Bis die Versicherten erfahren, ob ihr BU-Antrag erfolgreich war, vergehen im Schnitt fünf bis sechs Monate. Eine Ablehnung erfahren die Antragssteller im Schnitt 174 Tage nach Postausgang ihres Antrags, eine Anerkenntnis im Schnitt 15 Tage früher. Immerhin: Bei 40 % aller Anerkennungen ist die Entscheidung bereits nach 100 Tagen gefallen.

Wie lange Versicherte auf eine Antwort warten müssen, hängt wesentlich auch vom Leistungsauslöser ab: So dauern die Regulierungen bei psychischen Erkrankungen und Unfällen deutlich länger, was laut Franke und Bornberg auf einen Mangel an Fachärzten für Psychiatrie und Neurologie bzw. im Falle von Unfällen auf zeitintensive Stellungnahmen von Polizei und Staatsanwaltschaft zurückzuführen ist. Vom Eingang der letzten Unterlagen bis zur Leistungsentscheidung dauert es bei den untersuchten Versicherern immerhin noch knapp 20 Tage – und damit mehr, als der aktuelle AVB-Standard von zehn Arbeitstagen respektive 14 Kalendertagen vorsieht.

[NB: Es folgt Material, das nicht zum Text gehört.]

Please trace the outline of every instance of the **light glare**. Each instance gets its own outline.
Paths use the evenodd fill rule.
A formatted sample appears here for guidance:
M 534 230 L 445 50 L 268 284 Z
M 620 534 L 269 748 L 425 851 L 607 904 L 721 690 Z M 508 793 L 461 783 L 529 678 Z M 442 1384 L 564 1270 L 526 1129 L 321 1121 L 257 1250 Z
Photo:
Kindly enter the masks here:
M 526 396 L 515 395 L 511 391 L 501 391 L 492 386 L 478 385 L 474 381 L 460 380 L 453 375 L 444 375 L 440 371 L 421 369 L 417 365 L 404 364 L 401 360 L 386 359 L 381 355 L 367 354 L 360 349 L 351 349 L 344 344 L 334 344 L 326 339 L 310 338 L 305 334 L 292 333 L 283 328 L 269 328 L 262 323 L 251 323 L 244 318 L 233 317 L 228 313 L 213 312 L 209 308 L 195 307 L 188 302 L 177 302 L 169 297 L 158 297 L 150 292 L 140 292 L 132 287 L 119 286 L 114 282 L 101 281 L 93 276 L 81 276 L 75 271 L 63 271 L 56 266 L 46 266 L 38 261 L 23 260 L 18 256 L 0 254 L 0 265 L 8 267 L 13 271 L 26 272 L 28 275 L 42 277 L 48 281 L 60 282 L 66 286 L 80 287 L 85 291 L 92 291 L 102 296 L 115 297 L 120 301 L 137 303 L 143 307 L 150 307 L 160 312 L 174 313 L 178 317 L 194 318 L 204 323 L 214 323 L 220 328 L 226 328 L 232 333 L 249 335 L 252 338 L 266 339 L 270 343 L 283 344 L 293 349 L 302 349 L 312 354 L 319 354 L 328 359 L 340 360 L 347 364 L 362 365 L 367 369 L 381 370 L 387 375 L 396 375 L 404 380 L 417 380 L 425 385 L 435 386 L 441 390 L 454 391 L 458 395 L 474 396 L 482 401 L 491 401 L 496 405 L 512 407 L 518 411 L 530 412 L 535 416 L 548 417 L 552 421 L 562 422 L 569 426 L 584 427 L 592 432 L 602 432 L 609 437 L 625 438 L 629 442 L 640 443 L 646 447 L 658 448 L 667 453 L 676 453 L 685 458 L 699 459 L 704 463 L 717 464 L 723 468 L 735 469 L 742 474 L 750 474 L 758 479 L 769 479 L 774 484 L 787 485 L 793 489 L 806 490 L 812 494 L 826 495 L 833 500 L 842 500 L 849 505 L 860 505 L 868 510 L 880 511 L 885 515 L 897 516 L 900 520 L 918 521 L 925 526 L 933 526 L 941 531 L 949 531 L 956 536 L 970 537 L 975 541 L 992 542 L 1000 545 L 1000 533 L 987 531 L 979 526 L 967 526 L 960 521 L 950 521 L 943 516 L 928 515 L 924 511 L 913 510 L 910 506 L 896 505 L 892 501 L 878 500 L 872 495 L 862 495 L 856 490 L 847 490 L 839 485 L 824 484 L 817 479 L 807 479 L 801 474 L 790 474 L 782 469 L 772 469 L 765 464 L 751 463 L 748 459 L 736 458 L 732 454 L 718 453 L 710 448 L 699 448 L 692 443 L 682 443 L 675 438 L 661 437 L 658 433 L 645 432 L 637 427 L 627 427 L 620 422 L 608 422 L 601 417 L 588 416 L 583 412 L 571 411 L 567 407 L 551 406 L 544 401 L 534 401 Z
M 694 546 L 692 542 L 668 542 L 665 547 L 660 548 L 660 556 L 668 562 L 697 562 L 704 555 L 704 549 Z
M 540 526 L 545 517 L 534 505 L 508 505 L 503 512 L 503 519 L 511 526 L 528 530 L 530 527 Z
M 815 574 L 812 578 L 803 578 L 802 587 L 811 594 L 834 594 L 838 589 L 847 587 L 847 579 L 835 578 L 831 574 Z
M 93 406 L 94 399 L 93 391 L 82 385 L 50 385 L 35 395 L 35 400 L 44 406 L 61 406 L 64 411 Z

Corona beschleunigt Leistungsprüfung

Da die Leistungspraxisstudie auf Daten aus dem Jahr 2019 beruht, spielt das Thema Covid-19 als Leistungsauslöser logischerweise noch keine Rolle. Dass Corona aber dennoch seinen Niederschlag in der BU-Versicherung findet, lässt sich jedoch bereits jetzt sagen: Die Leistungsfallprüfung wird digitaler und damit schneller. So sind neben der digitalen Meldung und dem Tracking von Leistungsfällen auch Onlineportale zum Dokumententransfer sowie Video-Chats hinzugekommen. Antragssteller können dank digitaler Bildübertragung Einblicke in ihr Arbeitsumfeld und betriebliche Abläufe gewähren und ein aussagekräftiges Bild ihrer Tätigkeit vermittelt. Laut Franke und Bornberg ist diese Möglichkeit besonders für Selbständige interessant. Hingegen finde kaum klassische Außenregulierung statt und es werden überwiegend im Homeoffice gearbeitet. Somit verlagere sich der kollegiale Austausch ebenso in die digitale Welt wie Abstimmungen mit der Antragsabteilung oder Rücksprachen mit dem Gesellschaftsarzt.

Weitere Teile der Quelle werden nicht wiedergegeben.